There's a certain compulsiveness to Matthew Shipp's piano playing. The player himself may or not have OCD (and there's no intention here to suggest that he does), but his music — especially when he's performing unaccompanied — can veer into maniacal repetitions and surprising reiterations of, say, "Greensleeves" as if the man pressing the keys has no other choice. If he can just get through three more Gershwin phrases, it seems, he could get on with the impressive improvising he was doing.
The fact that he might at any moment lapse into an urgent theme somewhere between familiar and half-familiar is part of what makes a Matthew Shipp recital so magical. Big picture: it's not a new trick.
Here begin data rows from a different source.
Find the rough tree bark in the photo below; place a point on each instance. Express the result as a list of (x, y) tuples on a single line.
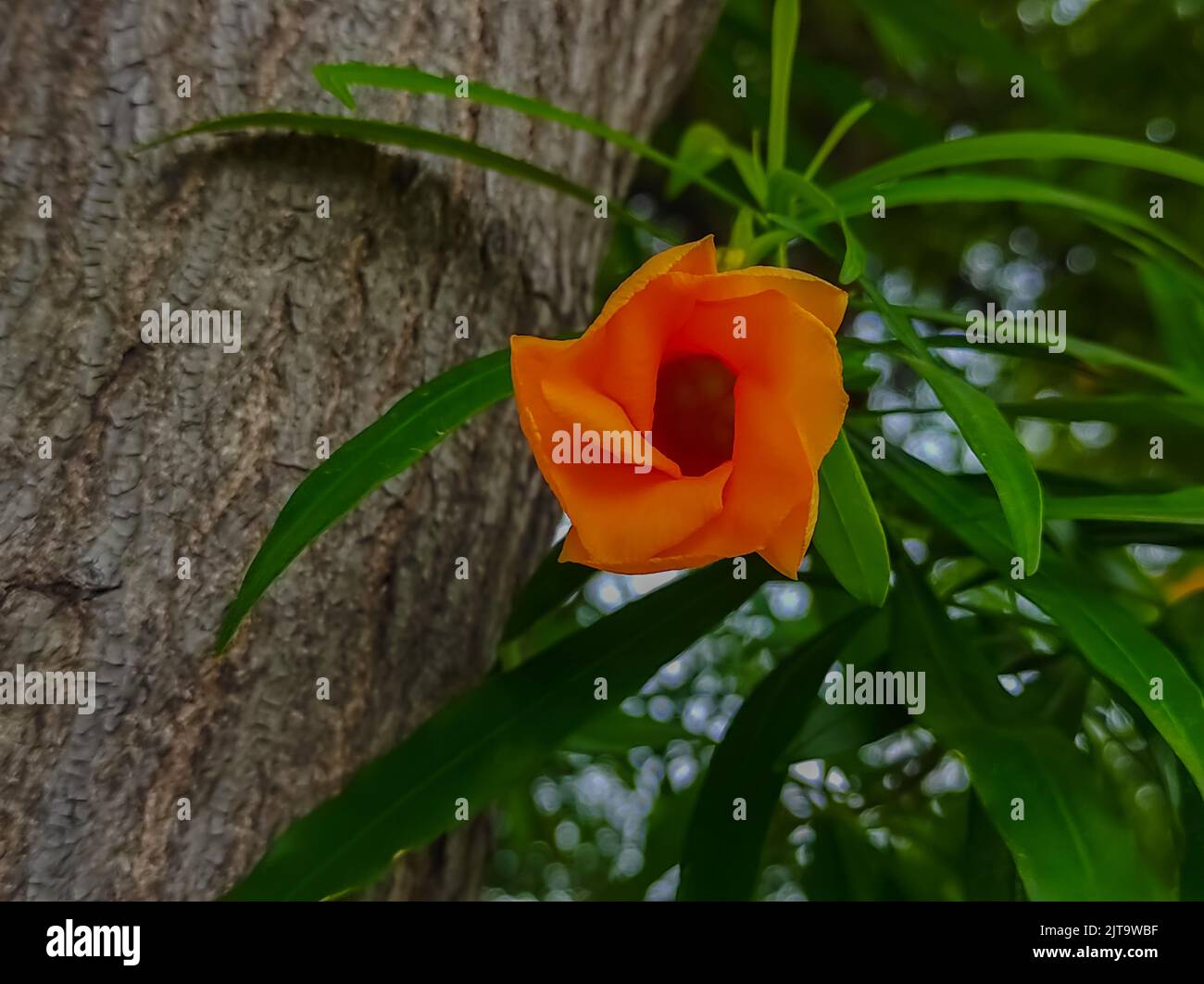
[(161, 452)]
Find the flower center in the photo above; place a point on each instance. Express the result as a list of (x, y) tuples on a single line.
[(694, 418)]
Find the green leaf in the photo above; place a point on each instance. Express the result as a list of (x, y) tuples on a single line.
[(617, 732), (1181, 506), (1107, 635), (846, 123), (1090, 353), (409, 429), (751, 172), (1027, 145), (400, 135), (702, 148), (552, 585), (721, 859), (854, 264), (1071, 843), (786, 185), (1179, 312), (338, 80), (783, 43), (847, 531), (985, 429), (743, 233), (481, 744), (996, 188), (763, 245)]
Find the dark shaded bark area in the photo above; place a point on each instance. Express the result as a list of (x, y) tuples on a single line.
[(161, 452)]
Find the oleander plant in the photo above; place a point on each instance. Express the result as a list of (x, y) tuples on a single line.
[(896, 590)]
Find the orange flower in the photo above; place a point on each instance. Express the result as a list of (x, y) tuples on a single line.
[(734, 377)]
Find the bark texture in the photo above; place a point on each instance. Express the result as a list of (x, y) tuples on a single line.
[(164, 452)]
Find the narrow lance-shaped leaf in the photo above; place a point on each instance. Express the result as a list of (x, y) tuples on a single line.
[(786, 185), (985, 429), (1070, 843), (1180, 506), (552, 585), (721, 855), (783, 43), (996, 188), (846, 123), (481, 744), (847, 531), (409, 429), (400, 135), (1107, 635), (338, 80), (1028, 145), (1179, 311)]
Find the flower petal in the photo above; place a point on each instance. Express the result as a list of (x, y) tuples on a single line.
[(821, 299)]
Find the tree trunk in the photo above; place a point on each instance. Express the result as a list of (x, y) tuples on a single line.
[(161, 452)]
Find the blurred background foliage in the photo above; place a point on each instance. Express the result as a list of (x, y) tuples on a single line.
[(873, 804)]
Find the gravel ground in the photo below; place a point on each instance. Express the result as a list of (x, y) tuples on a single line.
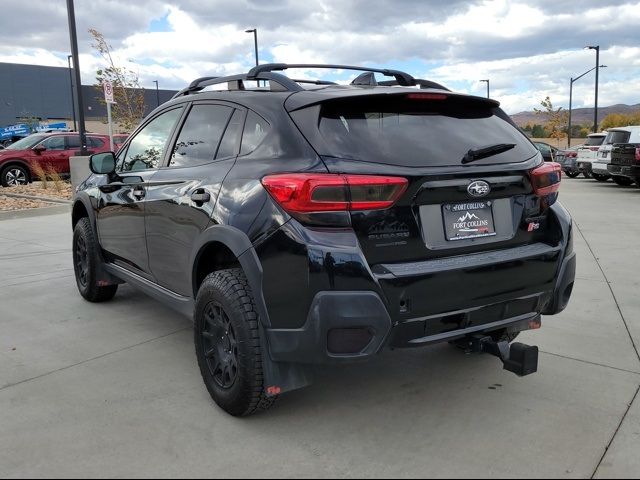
[(11, 204), (62, 190)]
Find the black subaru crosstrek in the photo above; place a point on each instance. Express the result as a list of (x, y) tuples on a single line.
[(303, 223)]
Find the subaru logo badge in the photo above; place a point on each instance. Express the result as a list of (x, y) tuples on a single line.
[(479, 188)]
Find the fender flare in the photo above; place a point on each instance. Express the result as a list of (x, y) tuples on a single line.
[(240, 245)]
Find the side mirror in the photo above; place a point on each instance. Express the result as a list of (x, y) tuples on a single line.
[(103, 163)]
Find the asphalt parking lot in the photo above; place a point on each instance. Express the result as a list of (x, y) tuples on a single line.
[(113, 390)]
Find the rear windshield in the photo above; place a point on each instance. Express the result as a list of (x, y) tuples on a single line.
[(618, 136), (594, 141), (396, 130)]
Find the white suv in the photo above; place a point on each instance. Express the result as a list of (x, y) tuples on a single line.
[(614, 135), (587, 153)]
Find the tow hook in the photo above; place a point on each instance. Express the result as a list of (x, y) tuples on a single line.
[(518, 358)]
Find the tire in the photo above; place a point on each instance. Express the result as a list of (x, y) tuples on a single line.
[(227, 342), (85, 264), (622, 181), (14, 175), (599, 177)]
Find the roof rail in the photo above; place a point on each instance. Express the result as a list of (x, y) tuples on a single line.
[(402, 78), (282, 83)]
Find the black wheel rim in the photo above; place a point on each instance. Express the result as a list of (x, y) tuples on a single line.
[(16, 177), (82, 261), (220, 346)]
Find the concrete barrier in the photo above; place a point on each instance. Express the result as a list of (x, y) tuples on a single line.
[(79, 170)]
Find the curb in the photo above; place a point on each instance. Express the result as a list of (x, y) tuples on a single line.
[(32, 197), (35, 212)]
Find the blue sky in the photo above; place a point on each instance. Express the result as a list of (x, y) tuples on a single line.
[(528, 49)]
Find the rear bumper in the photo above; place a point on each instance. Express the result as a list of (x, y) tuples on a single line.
[(360, 321), (631, 171)]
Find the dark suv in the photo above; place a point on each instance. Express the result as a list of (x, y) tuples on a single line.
[(303, 223)]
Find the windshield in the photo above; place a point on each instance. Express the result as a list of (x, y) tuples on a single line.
[(26, 142), (406, 132), (595, 141), (617, 136)]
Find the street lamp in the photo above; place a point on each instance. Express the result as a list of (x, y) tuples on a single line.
[(73, 37), (571, 97), (486, 80), (595, 111), (157, 92), (255, 40), (73, 102)]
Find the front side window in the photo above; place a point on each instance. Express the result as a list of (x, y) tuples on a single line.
[(146, 150), (73, 141), (54, 143), (200, 135)]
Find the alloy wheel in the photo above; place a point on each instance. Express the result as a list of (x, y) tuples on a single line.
[(82, 261), (220, 346), (15, 177)]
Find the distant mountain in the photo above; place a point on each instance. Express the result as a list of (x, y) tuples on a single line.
[(579, 116)]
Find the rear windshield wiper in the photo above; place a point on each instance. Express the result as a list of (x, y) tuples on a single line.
[(483, 152)]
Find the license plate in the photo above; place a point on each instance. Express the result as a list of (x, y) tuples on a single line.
[(468, 220)]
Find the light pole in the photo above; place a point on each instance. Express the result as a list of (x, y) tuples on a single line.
[(73, 102), (73, 37), (595, 111), (486, 80), (255, 41), (157, 92), (571, 97)]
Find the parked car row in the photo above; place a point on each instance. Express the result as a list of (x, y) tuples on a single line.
[(613, 154), (21, 162)]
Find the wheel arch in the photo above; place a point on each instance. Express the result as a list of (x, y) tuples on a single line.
[(222, 246)]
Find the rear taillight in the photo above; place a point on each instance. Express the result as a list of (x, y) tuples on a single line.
[(318, 192), (546, 178)]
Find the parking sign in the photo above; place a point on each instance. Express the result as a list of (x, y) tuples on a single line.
[(108, 91)]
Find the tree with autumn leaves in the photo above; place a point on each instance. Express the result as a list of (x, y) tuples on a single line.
[(129, 108)]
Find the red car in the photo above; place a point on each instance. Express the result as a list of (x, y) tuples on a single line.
[(49, 150)]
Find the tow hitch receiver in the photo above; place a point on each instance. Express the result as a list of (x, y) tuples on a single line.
[(518, 358)]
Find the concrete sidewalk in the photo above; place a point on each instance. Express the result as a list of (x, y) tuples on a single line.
[(114, 389)]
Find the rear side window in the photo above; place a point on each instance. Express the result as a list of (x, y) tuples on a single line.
[(231, 139), (398, 130), (594, 141), (255, 129), (617, 136), (200, 136)]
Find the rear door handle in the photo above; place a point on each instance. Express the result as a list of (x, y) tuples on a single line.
[(139, 193), (200, 196)]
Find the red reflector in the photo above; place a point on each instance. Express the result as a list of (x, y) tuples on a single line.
[(546, 178), (426, 96), (327, 192)]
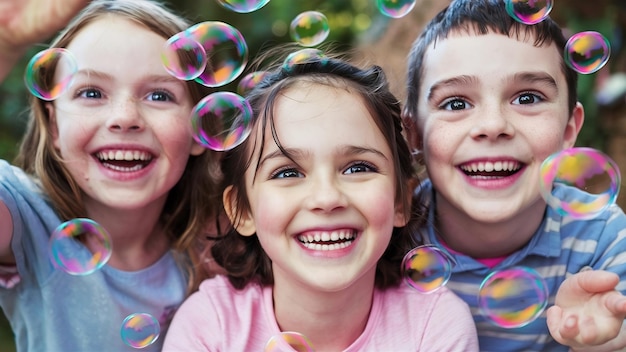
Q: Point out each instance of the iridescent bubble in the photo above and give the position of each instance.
(289, 341)
(140, 330)
(226, 51)
(528, 11)
(395, 8)
(303, 56)
(79, 246)
(50, 73)
(309, 28)
(221, 121)
(513, 297)
(183, 57)
(426, 268)
(243, 6)
(249, 81)
(587, 52)
(584, 168)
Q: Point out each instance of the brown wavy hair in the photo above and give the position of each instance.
(242, 257)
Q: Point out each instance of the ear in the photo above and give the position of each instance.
(196, 149)
(52, 124)
(574, 125)
(245, 223)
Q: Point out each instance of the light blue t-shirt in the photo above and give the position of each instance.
(51, 310)
(562, 246)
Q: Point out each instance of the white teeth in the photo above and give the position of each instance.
(126, 155)
(488, 166)
(312, 239)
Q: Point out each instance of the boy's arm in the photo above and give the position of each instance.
(25, 22)
(6, 231)
(588, 314)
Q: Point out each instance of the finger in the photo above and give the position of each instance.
(595, 281)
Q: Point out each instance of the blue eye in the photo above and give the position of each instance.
(286, 173)
(160, 95)
(360, 167)
(527, 98)
(455, 104)
(89, 93)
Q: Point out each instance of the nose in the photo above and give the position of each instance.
(326, 195)
(492, 123)
(125, 115)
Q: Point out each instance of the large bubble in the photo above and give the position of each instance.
(226, 51)
(426, 268)
(513, 297)
(183, 57)
(79, 246)
(528, 11)
(221, 121)
(587, 52)
(584, 168)
(309, 28)
(50, 73)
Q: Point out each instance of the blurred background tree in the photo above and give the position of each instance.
(358, 26)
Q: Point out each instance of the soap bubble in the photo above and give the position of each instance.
(426, 268)
(395, 8)
(587, 52)
(221, 121)
(513, 297)
(226, 51)
(140, 330)
(528, 11)
(79, 246)
(309, 28)
(587, 169)
(50, 73)
(183, 57)
(243, 6)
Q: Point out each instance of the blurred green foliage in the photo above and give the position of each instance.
(348, 20)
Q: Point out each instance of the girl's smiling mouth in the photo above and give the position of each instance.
(327, 240)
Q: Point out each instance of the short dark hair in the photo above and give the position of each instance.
(481, 17)
(242, 257)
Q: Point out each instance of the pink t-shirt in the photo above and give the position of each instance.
(220, 318)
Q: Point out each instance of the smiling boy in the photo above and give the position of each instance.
(490, 99)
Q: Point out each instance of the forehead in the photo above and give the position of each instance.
(114, 37)
(489, 56)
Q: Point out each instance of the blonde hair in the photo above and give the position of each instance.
(191, 203)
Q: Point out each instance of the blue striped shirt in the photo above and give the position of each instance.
(562, 246)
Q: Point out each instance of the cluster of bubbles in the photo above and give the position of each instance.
(585, 52)
(80, 247)
(509, 298)
(214, 54)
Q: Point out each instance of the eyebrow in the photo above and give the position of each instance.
(296, 153)
(464, 80)
(103, 75)
(535, 77)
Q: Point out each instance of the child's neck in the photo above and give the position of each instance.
(137, 236)
(486, 239)
(332, 321)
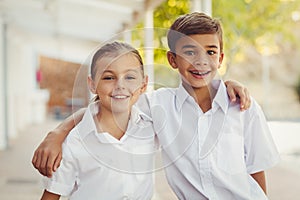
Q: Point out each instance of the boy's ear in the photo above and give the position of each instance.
(91, 85)
(171, 58)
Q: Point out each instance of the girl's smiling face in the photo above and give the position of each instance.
(118, 82)
(197, 58)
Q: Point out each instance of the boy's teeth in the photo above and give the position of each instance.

Jazz players have been dropping melody fragments for humor or as a tip of the hat since the days of "Salt Peanuts." But for Shipp they seem to be something else, and that something seems to be somewhat personal. Mired within his knotty phrases and chord dissections, he can't not lock into introverted interpolations. At the same time, the veil of referencing seems to help elucidate the melodic fragments, somewhere between Ayler and Chopin, that spring from his forehead — or rather his fingers.
In that regard, Creation Out of Chaos — a double CD recorded live in Moscow on February 11, 2009, serves as a sort of Young Person's Guide to Matthew Shipp. The indexing and track listing is almost overly literal, creating a set of songs out of the two separate hours which Shipp spontaneously combusted. The concert, intermingling his own compositions with standards ("Angel Eyes," "Summertime," "Yesterdays," "On Green Dolphin Street") is a typical affair, although the length of it — preserving two sets from a single night — establishes the breadth of land the pianist surveys. But having the titles and tracks as road signs assists in following his progressions as he slips in and out of recognizable and quasi-recognizable sections, as say in the sudden but seamless transition from his own lovely "Patmos" (from his suberb solo album 2006 Once) to the Disney via Davis "Someday My Prince Will Come."
Shipp has made some important records, and this isn't one of them. But he's always fascinatingly idiosyncratic, and this time it comes with Cliff's Notes.